Measurement of troponin levels, particularly cardiac troponin T and I, is a widely used diagnostic tool for the detection of myocardial infarction (heart attack) and other cardiac injuries.
Elevated troponin levels indicate damage to the heart muscle, making it a reliable biomarker for cardiovascular diseases.
To enhance the reproducibility and accuracy of troponin analysis, researchers can leverage PubCompare.ai's AI-powered platform.

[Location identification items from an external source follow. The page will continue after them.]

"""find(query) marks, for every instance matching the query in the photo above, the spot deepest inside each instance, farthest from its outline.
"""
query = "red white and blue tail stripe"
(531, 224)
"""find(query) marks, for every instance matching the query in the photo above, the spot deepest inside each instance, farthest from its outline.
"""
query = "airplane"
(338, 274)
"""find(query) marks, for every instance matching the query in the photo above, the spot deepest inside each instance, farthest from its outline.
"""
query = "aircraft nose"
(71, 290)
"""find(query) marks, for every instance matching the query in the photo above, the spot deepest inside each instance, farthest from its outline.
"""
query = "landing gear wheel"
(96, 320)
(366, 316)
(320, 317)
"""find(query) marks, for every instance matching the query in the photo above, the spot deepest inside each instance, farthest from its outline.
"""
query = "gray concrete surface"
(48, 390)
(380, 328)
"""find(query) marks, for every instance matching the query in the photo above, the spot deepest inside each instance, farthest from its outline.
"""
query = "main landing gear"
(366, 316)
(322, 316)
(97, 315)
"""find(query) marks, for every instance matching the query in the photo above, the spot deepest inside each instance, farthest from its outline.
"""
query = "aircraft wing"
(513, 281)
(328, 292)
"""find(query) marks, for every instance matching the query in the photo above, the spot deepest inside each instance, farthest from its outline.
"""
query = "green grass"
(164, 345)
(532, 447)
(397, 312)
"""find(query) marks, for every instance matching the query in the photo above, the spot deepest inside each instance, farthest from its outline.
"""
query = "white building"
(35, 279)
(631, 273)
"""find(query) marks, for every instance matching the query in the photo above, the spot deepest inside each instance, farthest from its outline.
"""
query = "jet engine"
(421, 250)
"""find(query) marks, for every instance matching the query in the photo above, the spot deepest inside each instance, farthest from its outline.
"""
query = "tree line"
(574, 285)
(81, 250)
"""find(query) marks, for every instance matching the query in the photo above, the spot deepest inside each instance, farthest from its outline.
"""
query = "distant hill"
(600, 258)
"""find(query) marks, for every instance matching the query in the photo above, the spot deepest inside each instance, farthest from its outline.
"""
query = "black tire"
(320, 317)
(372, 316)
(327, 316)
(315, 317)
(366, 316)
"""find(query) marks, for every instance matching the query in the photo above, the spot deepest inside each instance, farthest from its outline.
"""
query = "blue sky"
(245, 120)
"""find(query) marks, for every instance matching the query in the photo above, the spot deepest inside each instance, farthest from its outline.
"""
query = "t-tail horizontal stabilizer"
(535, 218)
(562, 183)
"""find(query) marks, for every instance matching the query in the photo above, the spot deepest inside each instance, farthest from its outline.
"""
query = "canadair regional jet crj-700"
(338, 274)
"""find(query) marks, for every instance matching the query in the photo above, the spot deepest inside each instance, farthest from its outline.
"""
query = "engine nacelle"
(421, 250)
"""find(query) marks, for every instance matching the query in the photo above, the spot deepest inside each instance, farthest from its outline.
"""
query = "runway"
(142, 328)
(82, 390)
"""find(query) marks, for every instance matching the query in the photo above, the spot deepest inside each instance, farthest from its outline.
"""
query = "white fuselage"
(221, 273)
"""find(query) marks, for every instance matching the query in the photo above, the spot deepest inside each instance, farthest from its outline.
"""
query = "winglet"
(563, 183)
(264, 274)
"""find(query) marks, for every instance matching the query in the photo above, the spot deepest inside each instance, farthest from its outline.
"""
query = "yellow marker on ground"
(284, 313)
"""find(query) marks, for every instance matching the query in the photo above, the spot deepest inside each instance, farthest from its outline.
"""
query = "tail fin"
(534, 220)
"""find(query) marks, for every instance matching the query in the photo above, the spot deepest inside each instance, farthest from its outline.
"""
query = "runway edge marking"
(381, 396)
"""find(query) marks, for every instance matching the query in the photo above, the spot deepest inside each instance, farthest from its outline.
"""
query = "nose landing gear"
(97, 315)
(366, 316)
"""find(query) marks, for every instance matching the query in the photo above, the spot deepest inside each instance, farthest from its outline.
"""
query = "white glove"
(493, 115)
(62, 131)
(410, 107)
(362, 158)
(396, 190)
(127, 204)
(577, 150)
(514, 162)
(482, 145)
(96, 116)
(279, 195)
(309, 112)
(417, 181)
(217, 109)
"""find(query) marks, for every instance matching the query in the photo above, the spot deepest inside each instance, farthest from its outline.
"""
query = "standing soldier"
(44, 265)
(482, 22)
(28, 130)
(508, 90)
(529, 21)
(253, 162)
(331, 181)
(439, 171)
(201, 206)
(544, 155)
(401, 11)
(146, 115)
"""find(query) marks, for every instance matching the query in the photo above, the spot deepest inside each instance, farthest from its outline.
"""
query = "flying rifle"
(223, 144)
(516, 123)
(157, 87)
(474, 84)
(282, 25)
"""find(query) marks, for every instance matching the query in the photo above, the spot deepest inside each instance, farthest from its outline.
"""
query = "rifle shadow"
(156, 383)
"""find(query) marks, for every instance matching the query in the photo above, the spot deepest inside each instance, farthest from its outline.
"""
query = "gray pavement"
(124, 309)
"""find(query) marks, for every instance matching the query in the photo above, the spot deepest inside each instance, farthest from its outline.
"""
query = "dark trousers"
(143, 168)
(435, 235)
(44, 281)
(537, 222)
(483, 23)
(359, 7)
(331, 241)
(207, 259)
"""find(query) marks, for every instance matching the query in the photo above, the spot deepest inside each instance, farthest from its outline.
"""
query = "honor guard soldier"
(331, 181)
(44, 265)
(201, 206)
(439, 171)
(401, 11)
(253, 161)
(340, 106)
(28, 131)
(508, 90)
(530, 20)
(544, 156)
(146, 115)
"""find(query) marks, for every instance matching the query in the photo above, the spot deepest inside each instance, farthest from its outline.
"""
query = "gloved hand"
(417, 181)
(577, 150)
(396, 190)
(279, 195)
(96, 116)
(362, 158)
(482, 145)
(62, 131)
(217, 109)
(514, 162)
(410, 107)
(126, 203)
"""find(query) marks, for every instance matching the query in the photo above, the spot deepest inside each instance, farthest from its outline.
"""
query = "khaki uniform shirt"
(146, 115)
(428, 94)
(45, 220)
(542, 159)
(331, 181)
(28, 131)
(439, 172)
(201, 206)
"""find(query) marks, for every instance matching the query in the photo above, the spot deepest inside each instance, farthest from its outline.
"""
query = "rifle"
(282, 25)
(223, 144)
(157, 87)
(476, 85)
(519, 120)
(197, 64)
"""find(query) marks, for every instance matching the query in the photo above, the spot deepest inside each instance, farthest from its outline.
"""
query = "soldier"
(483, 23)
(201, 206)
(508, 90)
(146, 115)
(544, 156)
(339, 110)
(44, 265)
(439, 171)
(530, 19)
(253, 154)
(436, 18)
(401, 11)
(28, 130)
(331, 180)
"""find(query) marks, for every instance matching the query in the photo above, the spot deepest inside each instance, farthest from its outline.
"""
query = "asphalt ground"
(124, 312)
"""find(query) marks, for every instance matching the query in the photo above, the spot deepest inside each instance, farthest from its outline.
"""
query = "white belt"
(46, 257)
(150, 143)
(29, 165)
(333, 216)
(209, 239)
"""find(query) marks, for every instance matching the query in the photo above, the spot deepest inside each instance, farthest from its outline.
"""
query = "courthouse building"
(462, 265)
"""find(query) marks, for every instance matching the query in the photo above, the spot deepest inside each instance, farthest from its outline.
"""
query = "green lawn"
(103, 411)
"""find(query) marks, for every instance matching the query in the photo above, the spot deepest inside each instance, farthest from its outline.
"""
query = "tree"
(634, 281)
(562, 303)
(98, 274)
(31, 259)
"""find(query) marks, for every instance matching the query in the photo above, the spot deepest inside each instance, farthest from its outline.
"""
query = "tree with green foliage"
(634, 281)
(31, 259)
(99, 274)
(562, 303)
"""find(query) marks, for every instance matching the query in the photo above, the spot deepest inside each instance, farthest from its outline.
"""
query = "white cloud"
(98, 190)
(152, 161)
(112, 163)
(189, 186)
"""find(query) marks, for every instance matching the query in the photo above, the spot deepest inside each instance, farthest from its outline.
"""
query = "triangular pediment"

This tool provides access to relevant scientific protocols from literature, preprints, and patents, and enables intelligent comparisons to identify the optimal methods and products for troponin detection and quantification.
In addition to troponin, researchers may also utilize other related tools and reagents, such as DAPI (a DNA-binding fluorescent dye), Ab8295 (an anti-α-actinin antibody), Hoechst 33342 (a cell-permeable DNA stain), bovine serum albumin (a common blocking agent), Perm/Wash buffer (for cell permeabilization and washing), and anti-cardiac troponin T antibodies (including the mouse anti-cardiac troponin T).
These tools can be used in conjunction with troponin analysis to provide a more comprehensive understanding of cardiac muscle structure and function.
By incorporating these insights and leveraging the capabilities of PubCompare.ai, researchers can enhance the reproducibility and accuracy of their troponin analysis, leading to improved research outcomes and a deeper understanding of cardiovascular diseases.